5 Video Games That Help Put Me to Sleep

If you are like me or any of the 60 million Americans out there, then you have trouble falling asleep at night. As a gamer, I find it especially difficult to catch some shut-eye at night, since most games out there are meant to be thrilling and get your heart pumping.

However, I've been a gamer long enough to know what games to avoid if I need to get a full night's sleep, and what games will guarantee to knock me out within minutes. Counting sheep? Not me. I play boring (yet oddly satisfying) games before heading to bed. The following are games that I often turn to to help put me to sleep.

5. Animal Crossing: Wild World
(Nintendo, Nintendo DS)

Although any of the Animal Crossing games will do just fine (really, they're all the same game), I prefer Wild World because it's on a portable device that I can take with me to bed. The events in Animal Crossing, as anyone who has played the game knows, take place in real-time. If it's nighttime in “real life,” it's nighttime in your game. So if you're playing the game at night trying to fall asleep, it'll be dark in the virtual world of Animal Crossing. Most of the villager NPCs have gone to sleep, a relaxing melody plays, and there really isn't much to do in the game except go fishing or redecorate your house. I would often wake up to find my Nintendo DS on the verge of death after falling asleep while organizing the cluttered living room in my game.

Sure, it sounds totally lame, but as a sleeping aid? Absolutely brilliant. Now I can't wait for the upcoming 3DS version of Animal Crossing– so I can fall asleep in 3D.

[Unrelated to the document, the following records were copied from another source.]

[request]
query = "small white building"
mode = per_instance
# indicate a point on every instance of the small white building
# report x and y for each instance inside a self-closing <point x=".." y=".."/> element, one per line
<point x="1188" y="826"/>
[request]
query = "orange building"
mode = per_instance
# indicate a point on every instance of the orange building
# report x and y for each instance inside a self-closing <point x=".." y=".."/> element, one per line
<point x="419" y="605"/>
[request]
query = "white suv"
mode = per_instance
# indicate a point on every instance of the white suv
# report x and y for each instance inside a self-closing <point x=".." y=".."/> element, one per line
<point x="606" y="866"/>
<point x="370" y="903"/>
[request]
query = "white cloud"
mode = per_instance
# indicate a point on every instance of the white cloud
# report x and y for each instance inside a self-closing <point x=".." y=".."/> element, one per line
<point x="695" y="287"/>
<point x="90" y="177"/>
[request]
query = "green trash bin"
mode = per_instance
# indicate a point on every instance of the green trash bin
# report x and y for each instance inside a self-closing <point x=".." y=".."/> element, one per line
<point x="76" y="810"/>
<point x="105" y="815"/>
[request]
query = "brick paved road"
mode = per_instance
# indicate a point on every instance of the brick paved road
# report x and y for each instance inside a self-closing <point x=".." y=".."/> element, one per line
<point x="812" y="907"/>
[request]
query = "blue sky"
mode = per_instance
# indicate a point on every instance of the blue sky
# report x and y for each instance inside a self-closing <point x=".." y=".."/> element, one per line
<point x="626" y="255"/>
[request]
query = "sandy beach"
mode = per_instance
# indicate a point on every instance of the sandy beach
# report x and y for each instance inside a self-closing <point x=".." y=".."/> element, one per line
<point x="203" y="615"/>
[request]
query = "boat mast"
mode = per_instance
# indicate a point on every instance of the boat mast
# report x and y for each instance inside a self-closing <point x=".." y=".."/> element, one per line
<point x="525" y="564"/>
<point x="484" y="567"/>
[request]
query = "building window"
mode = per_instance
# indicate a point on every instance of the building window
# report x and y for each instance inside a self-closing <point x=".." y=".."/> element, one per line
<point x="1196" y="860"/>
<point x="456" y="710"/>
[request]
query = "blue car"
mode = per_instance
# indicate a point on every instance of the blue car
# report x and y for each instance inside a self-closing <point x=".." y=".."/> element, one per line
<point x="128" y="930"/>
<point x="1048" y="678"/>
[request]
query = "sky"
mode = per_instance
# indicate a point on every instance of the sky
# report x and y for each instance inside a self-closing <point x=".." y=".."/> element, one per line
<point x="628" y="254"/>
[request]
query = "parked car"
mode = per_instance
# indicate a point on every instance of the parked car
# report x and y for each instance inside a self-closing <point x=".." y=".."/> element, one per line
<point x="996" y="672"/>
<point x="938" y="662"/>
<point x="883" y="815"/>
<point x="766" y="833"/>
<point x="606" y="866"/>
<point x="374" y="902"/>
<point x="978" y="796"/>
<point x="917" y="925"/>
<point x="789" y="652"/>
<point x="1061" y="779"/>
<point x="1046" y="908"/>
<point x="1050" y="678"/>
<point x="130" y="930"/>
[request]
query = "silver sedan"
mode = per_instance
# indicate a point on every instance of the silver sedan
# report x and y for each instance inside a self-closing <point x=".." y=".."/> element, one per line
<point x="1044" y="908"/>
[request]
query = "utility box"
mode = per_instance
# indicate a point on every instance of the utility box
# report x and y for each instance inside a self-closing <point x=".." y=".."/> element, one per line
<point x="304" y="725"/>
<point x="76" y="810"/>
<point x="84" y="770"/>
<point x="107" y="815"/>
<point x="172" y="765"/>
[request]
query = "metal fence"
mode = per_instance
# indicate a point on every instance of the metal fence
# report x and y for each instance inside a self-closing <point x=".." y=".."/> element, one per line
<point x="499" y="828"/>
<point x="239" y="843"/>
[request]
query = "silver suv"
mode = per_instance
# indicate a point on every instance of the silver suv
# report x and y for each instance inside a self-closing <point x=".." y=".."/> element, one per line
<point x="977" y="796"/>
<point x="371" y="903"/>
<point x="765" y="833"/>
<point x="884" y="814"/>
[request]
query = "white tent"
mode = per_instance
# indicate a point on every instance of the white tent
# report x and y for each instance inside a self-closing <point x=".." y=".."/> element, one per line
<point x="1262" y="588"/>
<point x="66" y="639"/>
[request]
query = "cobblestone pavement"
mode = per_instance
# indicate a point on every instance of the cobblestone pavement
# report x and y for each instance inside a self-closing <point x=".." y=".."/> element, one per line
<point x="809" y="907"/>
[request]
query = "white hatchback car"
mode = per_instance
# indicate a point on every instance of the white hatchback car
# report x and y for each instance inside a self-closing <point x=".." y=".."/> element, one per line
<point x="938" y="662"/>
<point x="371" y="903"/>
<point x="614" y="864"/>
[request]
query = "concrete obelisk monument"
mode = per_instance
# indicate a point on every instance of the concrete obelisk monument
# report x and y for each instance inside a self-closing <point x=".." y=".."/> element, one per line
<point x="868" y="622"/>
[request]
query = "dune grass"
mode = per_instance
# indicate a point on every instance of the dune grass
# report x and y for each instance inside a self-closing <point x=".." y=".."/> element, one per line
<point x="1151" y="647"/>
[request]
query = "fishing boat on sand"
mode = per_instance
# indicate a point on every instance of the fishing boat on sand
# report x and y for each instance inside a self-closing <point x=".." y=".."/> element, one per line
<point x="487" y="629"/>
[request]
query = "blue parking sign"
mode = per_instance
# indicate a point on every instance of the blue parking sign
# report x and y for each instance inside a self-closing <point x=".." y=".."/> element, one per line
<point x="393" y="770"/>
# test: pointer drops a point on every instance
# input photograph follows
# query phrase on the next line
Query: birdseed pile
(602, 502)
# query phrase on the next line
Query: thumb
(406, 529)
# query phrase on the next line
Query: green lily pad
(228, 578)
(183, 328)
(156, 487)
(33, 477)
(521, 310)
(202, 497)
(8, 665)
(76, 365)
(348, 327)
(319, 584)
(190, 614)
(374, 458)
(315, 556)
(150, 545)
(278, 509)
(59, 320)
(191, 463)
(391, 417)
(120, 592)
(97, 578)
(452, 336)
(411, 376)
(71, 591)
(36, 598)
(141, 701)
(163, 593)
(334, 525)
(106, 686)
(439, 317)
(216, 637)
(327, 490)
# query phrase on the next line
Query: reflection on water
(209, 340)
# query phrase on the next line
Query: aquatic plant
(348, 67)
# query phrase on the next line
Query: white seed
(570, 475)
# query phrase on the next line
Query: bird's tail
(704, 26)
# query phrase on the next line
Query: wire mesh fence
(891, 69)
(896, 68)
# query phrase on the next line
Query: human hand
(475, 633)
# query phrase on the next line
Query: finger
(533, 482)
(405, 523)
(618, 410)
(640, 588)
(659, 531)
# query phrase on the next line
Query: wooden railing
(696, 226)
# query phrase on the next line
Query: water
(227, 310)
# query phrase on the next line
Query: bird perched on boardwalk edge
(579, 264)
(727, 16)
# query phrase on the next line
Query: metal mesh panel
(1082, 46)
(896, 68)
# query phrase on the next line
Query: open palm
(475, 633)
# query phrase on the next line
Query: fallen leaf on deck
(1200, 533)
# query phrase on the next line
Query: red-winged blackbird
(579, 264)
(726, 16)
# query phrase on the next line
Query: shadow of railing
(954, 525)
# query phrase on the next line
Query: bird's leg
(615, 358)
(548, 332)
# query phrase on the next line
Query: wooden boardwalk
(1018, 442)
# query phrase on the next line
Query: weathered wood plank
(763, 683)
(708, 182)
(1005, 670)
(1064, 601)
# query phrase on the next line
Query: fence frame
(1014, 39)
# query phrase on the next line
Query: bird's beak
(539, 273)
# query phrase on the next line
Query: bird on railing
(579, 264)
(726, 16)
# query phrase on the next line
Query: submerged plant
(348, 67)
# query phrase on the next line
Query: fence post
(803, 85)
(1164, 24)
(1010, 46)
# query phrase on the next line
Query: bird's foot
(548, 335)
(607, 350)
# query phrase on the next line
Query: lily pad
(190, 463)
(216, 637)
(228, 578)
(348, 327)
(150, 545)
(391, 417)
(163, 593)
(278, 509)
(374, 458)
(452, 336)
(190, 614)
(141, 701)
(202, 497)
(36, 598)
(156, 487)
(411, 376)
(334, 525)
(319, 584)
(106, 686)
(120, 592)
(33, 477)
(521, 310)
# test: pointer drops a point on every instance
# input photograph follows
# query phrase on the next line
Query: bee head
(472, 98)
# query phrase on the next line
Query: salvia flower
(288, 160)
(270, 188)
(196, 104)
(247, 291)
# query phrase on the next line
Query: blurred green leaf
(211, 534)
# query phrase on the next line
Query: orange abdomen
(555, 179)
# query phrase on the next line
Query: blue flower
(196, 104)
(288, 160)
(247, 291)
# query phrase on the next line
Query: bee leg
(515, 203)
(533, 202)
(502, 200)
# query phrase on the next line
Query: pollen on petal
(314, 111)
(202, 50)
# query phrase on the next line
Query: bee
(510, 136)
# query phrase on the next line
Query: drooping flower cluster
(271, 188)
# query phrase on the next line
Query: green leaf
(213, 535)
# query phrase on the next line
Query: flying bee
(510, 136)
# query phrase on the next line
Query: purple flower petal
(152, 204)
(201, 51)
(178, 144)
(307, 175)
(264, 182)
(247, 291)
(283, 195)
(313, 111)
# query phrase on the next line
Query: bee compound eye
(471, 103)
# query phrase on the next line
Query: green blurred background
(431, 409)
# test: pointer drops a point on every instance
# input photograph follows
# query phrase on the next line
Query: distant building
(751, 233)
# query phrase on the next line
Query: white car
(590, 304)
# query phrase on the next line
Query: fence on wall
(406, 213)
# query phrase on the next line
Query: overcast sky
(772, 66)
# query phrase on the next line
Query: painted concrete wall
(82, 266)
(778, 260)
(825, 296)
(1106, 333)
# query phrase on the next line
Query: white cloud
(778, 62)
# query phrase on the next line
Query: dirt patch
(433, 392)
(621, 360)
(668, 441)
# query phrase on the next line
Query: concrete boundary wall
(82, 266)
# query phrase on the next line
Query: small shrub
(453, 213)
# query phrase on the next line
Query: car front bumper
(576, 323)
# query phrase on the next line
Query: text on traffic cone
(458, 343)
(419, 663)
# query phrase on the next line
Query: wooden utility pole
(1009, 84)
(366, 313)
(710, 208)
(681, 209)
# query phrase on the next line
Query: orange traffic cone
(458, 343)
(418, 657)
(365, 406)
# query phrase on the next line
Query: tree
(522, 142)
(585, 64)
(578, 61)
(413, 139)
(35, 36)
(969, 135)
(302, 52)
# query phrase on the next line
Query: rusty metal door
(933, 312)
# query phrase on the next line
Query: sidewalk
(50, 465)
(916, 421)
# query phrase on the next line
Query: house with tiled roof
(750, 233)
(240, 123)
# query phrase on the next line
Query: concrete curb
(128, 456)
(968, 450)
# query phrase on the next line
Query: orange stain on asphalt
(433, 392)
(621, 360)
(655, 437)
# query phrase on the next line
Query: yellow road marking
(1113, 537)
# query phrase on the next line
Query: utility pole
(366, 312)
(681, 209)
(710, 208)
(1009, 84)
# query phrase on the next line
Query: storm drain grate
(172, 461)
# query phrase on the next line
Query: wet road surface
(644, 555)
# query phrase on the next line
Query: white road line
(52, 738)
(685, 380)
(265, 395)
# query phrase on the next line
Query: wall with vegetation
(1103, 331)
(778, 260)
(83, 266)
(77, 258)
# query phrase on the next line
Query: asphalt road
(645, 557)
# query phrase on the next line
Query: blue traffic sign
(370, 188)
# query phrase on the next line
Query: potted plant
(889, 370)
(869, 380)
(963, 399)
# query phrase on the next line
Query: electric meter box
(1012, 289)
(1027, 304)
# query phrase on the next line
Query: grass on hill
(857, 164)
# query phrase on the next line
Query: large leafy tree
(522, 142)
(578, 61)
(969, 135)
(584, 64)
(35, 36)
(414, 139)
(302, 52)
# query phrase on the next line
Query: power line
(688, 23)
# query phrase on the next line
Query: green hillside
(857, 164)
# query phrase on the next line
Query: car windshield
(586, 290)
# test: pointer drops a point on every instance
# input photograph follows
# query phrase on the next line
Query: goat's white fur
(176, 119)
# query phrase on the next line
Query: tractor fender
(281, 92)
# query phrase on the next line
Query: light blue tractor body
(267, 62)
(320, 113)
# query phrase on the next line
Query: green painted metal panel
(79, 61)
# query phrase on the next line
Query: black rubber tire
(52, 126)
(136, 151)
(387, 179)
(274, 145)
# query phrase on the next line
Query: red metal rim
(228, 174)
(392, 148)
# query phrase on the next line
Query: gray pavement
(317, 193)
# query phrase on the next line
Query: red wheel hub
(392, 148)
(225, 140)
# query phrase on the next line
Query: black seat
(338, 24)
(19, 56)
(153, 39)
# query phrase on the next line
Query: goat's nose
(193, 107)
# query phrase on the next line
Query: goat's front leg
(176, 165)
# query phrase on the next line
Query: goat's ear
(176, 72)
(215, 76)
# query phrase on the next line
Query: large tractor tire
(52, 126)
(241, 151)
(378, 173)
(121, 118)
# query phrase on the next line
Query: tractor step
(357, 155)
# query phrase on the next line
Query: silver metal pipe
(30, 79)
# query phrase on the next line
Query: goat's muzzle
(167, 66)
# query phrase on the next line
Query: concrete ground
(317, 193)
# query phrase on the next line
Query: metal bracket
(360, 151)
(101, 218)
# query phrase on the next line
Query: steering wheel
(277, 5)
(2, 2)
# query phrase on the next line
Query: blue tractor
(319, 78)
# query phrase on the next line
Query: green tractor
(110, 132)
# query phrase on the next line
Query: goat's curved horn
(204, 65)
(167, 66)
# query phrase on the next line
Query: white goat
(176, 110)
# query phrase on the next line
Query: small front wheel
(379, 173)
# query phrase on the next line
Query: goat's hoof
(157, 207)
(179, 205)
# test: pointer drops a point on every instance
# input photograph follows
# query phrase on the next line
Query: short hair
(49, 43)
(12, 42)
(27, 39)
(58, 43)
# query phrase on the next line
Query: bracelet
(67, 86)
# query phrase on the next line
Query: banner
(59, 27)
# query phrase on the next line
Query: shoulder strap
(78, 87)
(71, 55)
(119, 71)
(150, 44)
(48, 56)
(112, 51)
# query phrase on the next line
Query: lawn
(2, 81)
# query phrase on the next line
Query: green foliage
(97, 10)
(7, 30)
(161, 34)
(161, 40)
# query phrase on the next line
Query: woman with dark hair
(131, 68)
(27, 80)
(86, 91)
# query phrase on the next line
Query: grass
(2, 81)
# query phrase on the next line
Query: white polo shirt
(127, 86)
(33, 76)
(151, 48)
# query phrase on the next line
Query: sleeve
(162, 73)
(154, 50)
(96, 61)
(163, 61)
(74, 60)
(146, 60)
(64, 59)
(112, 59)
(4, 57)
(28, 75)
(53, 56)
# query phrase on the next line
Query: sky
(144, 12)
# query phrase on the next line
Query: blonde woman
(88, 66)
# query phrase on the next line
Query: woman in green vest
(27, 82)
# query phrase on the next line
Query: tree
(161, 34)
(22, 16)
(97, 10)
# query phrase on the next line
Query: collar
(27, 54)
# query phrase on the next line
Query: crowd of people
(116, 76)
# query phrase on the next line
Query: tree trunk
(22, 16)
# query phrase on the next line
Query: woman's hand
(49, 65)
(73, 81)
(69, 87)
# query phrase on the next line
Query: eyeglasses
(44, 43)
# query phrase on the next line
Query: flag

4. Persona 3 Portable (Atlus, Sony PSP)

Persona 3 is considered to be one of the greatest Japanese RPGs of the previous console generation, and it has great music and voice acting. Developer Atlus ported the game over to the PSP, and it became a gold mine for insomniacs.

The majority of the “action” in Persona 3 involve navigating your way up 264 floors of a building known as the Tartarus. Each of the floors looks almost identical to each other, and are randomly generated. Every time you enter battle (and it happens way too often), you'll see the same exact animation sequences over and over again, and you'll end up repeating the characters' dialogue just to kill the monotony. I lost count of the number of times I repeated the lines: “Time for an all-out attack! Let me at 'em!” while rolling my eyes.

The purpose of counting sheep is to bore yourself to sleep with monotony, and the same affect can be achieved while playing Persona 3 Portable.

3. Dragon Age 2 (PC, XBOX360, PS3)

I love the Dragon Age series just as much as the next RPG nerd (I got every single achievement in the first game), but seriously, Dragon Age 2 became a sleep-inducing bore at certain points.

Almost every one of the sequel's improvements over Origins sounds great on paper: better graphics, character loyalty missions, and improved combat. However, there was one huge problem with the new game: almost every single dungeon looked exactly the same. In fact, I believe that they used the exact same cave over and over again for different missions throughout the game. Dragon Age 2 players should know what I'm talking about, they had to navigate through this dungeon a hundred times anyway.

Not only that, but I also selected the rogue class during my first time though the game. That meant I ended up doing nothing but tapping “A” to fight. Walk a few feet, see a dozen enemies, tap “A” until they're all dead. Find the loot, tap “A” to pick it up. My poor “A” button got a lot of work during my time with Dragon Age 2.

The monotony of navigating through the same dungeon, coupled with mind-numbingly easy combat made me catch myself falling asleep on numerous occasions while playing through the game. I'd often awaken to see my character running against the wall.

2. Euro Truck Simulator

Ever wonder what it's like to be a trucker? How about a trucker in Europe? Euro Truck Simulator is exactly as it sounds- a trucking simulator set in Europe (clever title, right?). Players can do everything real (European) truckers do- pick up cargo, deliver said cargo, adjust your mirrors, and drive within the speed limit. Yes, you actually have to regularly adjust your mirrors. Let's hope the worlds' hard-working truckers don't actually get as sleepy as I do when playing a simulated trucking game.

1. The Sims

You go home after a long day of work and unwind for a few minutes in front of the TV. Eventually, you'll have to cook dinner, do the dishes, go to the bathroom, and eventually go to sleep, just to do the same thing over again the next day. Sounds like a pretty boring life, right?

What I just described was a typical gameplay session in The Sims, and if you thought a boring day is mind numbing, wait until you play a video game that simulates these boring days. Your avatar lives his or her own life as an average person, experiencing pretty much what you'd have to experience in real life. You'll perform daily chores, go to work, and engage in polygamous relationships. Just like in real life.